Unlike her Bengali Renaissance parents or the Victorian boarding schools they sent her to, the bauls she ran with celebrated Tantric Yoga. In its wild, earthy and often misunderstood left-handed tradition, Tantra made sacramental ritual out of the five elements Indian culture considered most unholy or taboo. Unlike proper yogis in their proper ashrams, the bauls were mad for God
and wandered and traveled, chanted and strummed, puffed and drank, danced and drummed, charmed and made love to whomever they pleased. Whether the lyrics came from Kabir or Tagore, Mirabai or Arjun Dev, since the bauls sang that the illusion of a separate self was Maya’s greatest hustle, that underneath our competition to be top dog there was only the divine making love to the divine, Ganga’s apprenticeship had taught her to give up the quest to be the best and lose herself in the song instead. After all, she thought, who can separate the dancer from the dance?
That’s why some of the over-trained undergrads in her scholarship program sometimes made her ill at ease. They seemed walled in from the mystery ever reaching them and left her feeling cynical about everything except the music. That’s why she called Mondays stormy, but Tuesdays were just as bad. Wednesdays were worse with the chatty performance feedback reports that made her late for her library job. So with her old band mates far away and her doe-eyed dorm mates clueless, she came home on Wednesday evenings, fixed herself a brandy, her drink of choice to loosen her vocal chords, and took to singing American jazz to her radio.

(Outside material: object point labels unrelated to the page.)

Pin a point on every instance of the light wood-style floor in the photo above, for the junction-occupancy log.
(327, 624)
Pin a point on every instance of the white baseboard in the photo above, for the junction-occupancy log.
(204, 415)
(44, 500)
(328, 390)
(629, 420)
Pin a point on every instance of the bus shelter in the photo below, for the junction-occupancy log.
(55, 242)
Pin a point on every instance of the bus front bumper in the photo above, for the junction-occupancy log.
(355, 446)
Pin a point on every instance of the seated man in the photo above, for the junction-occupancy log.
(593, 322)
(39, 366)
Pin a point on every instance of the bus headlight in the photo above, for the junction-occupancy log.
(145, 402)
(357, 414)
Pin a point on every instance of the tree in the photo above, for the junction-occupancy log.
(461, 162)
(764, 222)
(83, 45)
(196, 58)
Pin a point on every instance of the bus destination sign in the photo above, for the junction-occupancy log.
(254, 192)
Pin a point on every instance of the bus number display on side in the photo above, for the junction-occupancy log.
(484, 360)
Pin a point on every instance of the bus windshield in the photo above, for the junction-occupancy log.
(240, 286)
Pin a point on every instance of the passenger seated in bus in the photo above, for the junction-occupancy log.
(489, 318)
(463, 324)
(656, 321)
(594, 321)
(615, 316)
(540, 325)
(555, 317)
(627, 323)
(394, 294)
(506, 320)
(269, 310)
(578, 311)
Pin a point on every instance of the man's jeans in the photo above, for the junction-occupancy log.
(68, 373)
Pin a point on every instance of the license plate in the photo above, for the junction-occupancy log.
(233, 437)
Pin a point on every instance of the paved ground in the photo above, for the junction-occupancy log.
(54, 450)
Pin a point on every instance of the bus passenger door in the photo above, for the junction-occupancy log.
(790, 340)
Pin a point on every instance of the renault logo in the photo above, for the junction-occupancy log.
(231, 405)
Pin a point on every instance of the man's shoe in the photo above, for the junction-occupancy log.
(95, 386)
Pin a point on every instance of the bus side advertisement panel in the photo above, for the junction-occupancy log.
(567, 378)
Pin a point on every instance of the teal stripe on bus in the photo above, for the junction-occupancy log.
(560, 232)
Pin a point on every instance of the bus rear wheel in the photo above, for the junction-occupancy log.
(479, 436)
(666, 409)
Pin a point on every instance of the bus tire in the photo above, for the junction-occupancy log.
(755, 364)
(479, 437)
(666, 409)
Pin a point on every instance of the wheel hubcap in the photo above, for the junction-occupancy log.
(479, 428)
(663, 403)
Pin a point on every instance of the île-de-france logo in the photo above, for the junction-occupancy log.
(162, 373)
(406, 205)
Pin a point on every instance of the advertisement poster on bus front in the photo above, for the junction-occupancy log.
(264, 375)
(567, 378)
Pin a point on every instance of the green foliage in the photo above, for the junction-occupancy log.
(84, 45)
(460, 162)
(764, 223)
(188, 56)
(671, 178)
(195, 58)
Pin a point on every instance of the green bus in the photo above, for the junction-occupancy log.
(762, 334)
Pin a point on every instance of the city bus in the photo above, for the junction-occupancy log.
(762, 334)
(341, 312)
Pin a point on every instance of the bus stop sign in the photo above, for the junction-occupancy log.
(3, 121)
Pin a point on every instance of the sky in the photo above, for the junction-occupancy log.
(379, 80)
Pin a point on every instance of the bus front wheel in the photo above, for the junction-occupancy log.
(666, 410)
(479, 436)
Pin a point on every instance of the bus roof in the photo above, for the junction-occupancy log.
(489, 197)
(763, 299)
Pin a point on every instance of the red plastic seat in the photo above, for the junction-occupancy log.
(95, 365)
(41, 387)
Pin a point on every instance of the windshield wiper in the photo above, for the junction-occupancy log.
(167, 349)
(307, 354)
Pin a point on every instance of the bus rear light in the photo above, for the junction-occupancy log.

Tonight, however, when the last selection was played, Side Two of The Brothers Grip Salute Duke & Strayhorn, she fell into a deep and abiding silence, astounded by the dexterity of the three Grip brothers on alto sax, trumpet and trombone, how each summed up the previous player’s ideas before launching into the unexplored. This ensemble mood kept growing as Ghost Wakefield, the piano player, served up glorious gems of Duke and Strays in his comping and solos.
By the time Ghost had unfolded the last melody in the suite, Come Sunday,
Ganga was weeping with joy. Yes, she decided, rocking back and forth in her bed, this is what music is about: invocation, presence, openness, exchange, communion, cosmic connection. The way that the band responded to one another was the quality she’d been seeking at BHU but to limited success. By contrast, the Grips blended notes beautifully, but they also knew how to make use of Ghost Wakefield’s inter-galactic suggestions.